The output of the lsh_compare
function is a data frame with the document IDs as the first two columns and the jaccard similarity score (between 0 and 1 in increasing similarity) as the third column. What I want to do is narrow down the set of documents with a score of 1 and remove duplicates, yet retain one original version of the document. Here is a mock set of data that helps explain what I'm trying to do:
text <- tibble::tribble(~id, ~text,
"101a", "apples are nice",
"102a", "chocolate is great",
"103a", "apples are nice",
"104a", "apples are nice",
"105a", "chocolate and apples are fine",
"106a", "peaches are peachy",
"107a", "chocolate is great",
"108a", "apples are nice",
"109a", "Pie is the best though",
"110a", "don't forget ice cream")
similarity <- tibble::tribble(~a, ~b, ~score,
"101a", "103a", 1,
"101a", "104a", 1,
"101a", "108a", 1,
"104a", "103a", 1,
"104a", "108a", 1,
"103a", "108a", 1,
"102a", "107a", 1)
result <- tibble::tribble(~id, ~text,
"101a", "apples are nice",
"102a", "chocolate is great",
"105a", "chocolate and apples are fine",
"106a", "peaches are peachy",
"109a", "Pie is the best though",
"110a", "don't forget ice cream")
For this, text
is the original data (and associated document IDs), similarity
is the output of the lsh_compare
function from textreuse
, and result
is what I am looking for (note that I don't care about which specific document ID is returned, as long as I get one copy of the original text).
I have found a (perhaps inelegant) way of removing all duplicates, but it's not what I want:
library(dplyr)
distinct_a <- similarity %>%
distinct(a) %>%
rename(id = a)
distinct_b <- similarity %>%
distinct(b) %>%
rename(id = b)
dupes <- bind_rows(distinct_a, distinct_b)

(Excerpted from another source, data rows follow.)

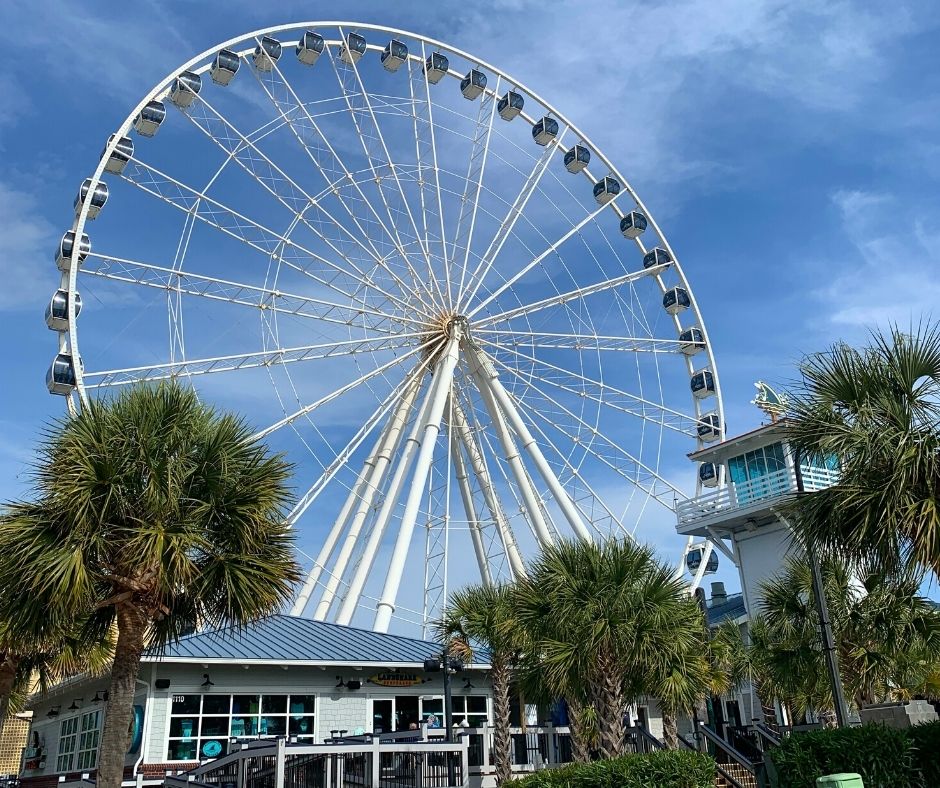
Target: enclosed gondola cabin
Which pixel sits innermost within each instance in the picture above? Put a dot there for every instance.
(510, 105)
(60, 379)
(657, 256)
(310, 47)
(702, 384)
(606, 189)
(267, 53)
(354, 47)
(633, 225)
(545, 130)
(57, 311)
(96, 200)
(676, 300)
(577, 158)
(693, 560)
(148, 120)
(185, 89)
(435, 67)
(709, 427)
(708, 474)
(63, 252)
(224, 67)
(473, 84)
(394, 55)
(122, 153)
(691, 341)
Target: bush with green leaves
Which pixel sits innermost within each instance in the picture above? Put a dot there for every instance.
(661, 769)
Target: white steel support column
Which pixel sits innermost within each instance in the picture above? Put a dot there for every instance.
(443, 377)
(351, 599)
(378, 464)
(466, 495)
(486, 374)
(478, 466)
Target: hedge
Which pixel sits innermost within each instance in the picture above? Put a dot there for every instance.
(660, 769)
(895, 757)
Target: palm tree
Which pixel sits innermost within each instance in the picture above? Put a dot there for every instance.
(611, 614)
(158, 513)
(876, 410)
(482, 616)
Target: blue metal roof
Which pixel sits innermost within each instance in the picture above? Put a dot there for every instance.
(283, 638)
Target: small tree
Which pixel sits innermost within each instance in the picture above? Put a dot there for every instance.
(158, 513)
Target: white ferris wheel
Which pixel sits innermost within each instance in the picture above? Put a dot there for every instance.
(420, 280)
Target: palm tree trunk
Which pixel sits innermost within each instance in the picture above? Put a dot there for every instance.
(502, 755)
(670, 731)
(116, 735)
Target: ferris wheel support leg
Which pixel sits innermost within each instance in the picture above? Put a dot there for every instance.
(354, 592)
(378, 464)
(443, 377)
(486, 373)
(466, 495)
(478, 466)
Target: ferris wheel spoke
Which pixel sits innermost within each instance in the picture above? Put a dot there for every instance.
(551, 249)
(176, 280)
(488, 259)
(602, 393)
(571, 295)
(231, 222)
(278, 183)
(380, 160)
(267, 358)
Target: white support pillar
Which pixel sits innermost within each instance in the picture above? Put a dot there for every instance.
(478, 466)
(443, 377)
(485, 373)
(377, 464)
(466, 495)
(354, 592)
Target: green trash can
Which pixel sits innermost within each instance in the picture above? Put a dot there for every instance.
(846, 780)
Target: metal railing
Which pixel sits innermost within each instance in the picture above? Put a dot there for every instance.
(763, 488)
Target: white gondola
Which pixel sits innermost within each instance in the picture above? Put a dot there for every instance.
(224, 67)
(545, 130)
(693, 561)
(633, 225)
(657, 256)
(57, 311)
(97, 200)
(394, 55)
(691, 341)
(708, 474)
(267, 53)
(709, 427)
(702, 384)
(310, 47)
(435, 67)
(510, 105)
(185, 89)
(121, 154)
(148, 120)
(473, 84)
(63, 252)
(676, 300)
(354, 47)
(606, 189)
(577, 158)
(60, 379)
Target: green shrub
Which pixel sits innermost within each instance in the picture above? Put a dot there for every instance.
(662, 769)
(925, 741)
(882, 756)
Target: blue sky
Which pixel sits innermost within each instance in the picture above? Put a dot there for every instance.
(789, 151)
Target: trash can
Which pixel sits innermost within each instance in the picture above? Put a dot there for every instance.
(845, 780)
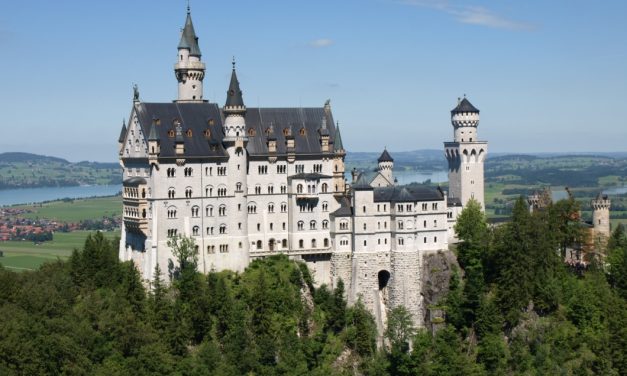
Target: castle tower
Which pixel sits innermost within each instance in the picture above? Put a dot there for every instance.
(465, 155)
(338, 163)
(189, 70)
(235, 141)
(386, 166)
(601, 218)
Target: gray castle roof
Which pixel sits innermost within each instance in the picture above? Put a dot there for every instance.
(234, 95)
(410, 193)
(385, 157)
(203, 117)
(464, 106)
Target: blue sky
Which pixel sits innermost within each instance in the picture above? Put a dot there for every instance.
(546, 75)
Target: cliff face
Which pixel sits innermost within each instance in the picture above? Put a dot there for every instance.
(437, 270)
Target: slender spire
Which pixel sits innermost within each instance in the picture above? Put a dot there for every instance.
(337, 140)
(122, 132)
(234, 95)
(189, 40)
(152, 136)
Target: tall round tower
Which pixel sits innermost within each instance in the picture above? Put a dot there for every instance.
(386, 166)
(235, 141)
(189, 70)
(465, 154)
(601, 217)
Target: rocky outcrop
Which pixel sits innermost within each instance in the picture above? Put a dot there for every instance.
(436, 274)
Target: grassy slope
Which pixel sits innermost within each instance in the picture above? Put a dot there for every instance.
(77, 210)
(25, 255)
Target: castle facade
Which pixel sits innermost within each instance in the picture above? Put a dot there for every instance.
(247, 183)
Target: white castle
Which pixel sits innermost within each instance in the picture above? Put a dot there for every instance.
(247, 183)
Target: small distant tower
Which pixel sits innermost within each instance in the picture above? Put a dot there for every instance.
(386, 166)
(601, 217)
(189, 70)
(465, 155)
(235, 141)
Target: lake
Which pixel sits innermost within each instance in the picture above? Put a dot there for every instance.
(32, 195)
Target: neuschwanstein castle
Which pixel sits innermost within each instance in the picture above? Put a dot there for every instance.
(247, 183)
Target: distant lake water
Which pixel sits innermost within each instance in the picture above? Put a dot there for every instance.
(616, 191)
(32, 195)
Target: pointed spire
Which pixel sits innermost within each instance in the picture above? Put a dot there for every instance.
(189, 40)
(234, 95)
(122, 132)
(271, 134)
(337, 140)
(152, 136)
(385, 156)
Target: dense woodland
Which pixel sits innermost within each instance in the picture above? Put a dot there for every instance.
(513, 308)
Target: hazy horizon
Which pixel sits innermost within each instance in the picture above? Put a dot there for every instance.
(547, 76)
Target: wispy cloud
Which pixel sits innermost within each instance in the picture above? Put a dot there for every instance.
(320, 43)
(473, 15)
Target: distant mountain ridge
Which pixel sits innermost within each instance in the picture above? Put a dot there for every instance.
(27, 170)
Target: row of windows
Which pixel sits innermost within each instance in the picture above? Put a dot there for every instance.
(400, 208)
(401, 241)
(312, 225)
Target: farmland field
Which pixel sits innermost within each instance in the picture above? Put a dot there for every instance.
(25, 255)
(76, 210)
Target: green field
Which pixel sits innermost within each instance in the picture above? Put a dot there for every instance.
(77, 210)
(25, 255)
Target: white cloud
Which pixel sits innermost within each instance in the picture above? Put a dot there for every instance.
(320, 43)
(473, 15)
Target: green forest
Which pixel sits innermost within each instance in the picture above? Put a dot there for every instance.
(514, 308)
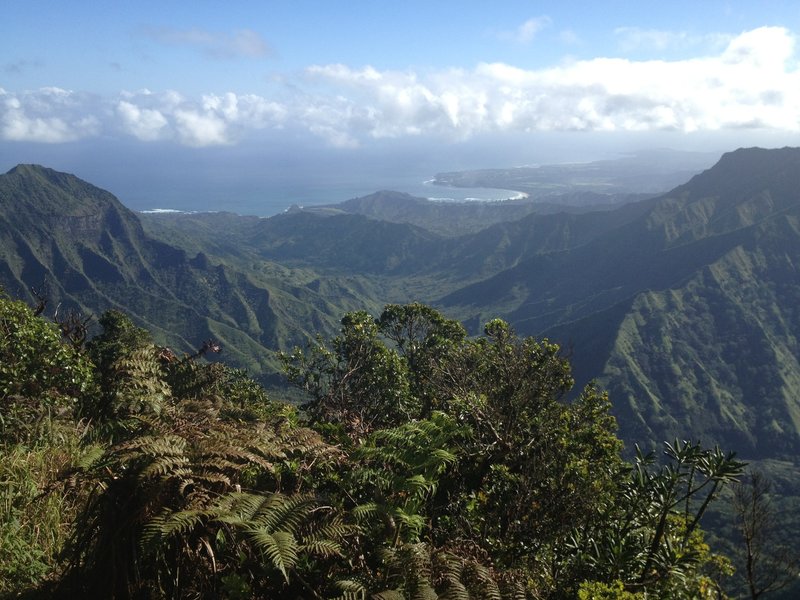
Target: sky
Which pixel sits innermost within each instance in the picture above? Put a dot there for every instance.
(252, 98)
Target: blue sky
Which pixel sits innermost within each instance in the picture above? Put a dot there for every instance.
(471, 83)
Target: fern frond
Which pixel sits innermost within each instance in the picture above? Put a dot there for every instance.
(389, 595)
(280, 547)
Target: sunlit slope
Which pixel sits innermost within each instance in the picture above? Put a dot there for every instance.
(81, 249)
(689, 314)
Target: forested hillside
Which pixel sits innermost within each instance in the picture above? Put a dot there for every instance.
(683, 306)
(425, 464)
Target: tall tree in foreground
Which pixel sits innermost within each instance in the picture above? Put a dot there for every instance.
(769, 563)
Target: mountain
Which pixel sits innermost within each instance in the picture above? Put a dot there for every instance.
(462, 218)
(687, 314)
(684, 306)
(77, 246)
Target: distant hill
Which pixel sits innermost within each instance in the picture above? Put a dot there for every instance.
(688, 314)
(684, 306)
(460, 218)
(82, 250)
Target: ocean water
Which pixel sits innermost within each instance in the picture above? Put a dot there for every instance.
(271, 198)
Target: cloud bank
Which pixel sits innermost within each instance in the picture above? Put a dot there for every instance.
(753, 82)
(241, 43)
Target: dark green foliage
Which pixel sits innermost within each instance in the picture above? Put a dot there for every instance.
(41, 377)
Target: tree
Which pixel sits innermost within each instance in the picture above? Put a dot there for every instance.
(40, 375)
(359, 383)
(769, 564)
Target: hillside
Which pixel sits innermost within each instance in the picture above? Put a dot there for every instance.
(687, 314)
(683, 306)
(79, 248)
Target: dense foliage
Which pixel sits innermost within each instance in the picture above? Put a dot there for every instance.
(425, 464)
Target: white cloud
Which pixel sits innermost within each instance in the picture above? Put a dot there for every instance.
(751, 83)
(635, 38)
(240, 43)
(144, 123)
(51, 115)
(525, 33)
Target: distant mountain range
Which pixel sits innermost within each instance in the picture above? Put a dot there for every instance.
(685, 306)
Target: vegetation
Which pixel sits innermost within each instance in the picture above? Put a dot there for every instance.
(425, 464)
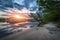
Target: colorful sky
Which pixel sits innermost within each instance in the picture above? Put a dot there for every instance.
(29, 4)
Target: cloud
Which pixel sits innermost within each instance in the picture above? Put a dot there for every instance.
(19, 2)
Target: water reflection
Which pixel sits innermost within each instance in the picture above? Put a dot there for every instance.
(7, 29)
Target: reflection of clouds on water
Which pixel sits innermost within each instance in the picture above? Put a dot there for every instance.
(8, 29)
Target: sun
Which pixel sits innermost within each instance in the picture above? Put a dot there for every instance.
(17, 16)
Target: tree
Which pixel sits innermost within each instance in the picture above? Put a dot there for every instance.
(51, 10)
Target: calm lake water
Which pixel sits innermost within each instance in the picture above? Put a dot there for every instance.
(7, 29)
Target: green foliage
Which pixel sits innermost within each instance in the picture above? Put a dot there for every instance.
(51, 10)
(2, 20)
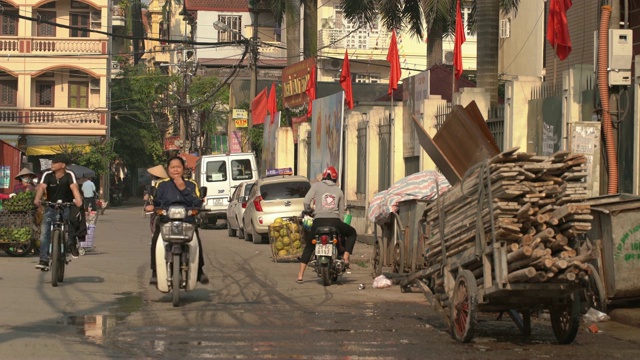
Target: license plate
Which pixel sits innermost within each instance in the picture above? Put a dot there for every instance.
(324, 250)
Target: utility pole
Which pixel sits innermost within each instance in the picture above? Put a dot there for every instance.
(253, 47)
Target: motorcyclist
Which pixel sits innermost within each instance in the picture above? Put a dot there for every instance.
(329, 209)
(175, 190)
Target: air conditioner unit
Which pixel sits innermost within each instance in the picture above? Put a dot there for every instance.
(447, 57)
(335, 64)
(94, 84)
(505, 28)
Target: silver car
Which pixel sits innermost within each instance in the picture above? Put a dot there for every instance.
(237, 203)
(271, 198)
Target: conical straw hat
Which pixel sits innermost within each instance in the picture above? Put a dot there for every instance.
(158, 171)
(23, 172)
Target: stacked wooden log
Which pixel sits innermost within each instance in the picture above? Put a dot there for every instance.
(533, 204)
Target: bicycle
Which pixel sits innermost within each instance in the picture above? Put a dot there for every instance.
(58, 241)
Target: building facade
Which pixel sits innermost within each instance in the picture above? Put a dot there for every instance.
(53, 77)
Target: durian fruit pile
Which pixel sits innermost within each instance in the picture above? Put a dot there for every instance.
(285, 238)
(21, 202)
(19, 234)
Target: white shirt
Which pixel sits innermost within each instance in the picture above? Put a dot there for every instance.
(88, 189)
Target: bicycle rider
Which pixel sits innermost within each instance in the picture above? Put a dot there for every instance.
(58, 183)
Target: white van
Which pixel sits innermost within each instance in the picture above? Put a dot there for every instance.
(221, 174)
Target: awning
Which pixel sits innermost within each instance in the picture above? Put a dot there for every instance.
(47, 150)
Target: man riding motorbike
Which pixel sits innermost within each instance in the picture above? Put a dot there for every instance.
(329, 209)
(175, 190)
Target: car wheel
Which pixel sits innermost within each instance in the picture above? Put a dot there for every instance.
(256, 237)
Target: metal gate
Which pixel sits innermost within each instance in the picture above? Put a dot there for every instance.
(384, 159)
(544, 120)
(361, 170)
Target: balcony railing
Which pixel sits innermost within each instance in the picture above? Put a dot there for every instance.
(360, 39)
(9, 46)
(9, 117)
(64, 118)
(50, 46)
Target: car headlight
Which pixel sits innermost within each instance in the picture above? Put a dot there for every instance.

(no_dupes <- text %>% anti_join(dupes, by = "id"))
># A tibble: 4 x 2
id text
<chr> <chr>
1 105a chocolate and apples are fine
2 106a peaches are peachy
3 109a Pie is the best though
4 110a don't forget ice cream
no_dupes
removes the duplicates but does not retain one version of the original text, so it goes beyond what I am looking for. I feel like the solution is on the tip of my tongue and I just can't quite get there. I'm sure it involves dplyr
and possibly tidyr
or a window function, but I'm a bit stuck at this point. As I said, at this point I don't care which document ID is returned, so any solution that removes all duplicates except one original would probably work for my purposes. Any advice would be greatly appreciated.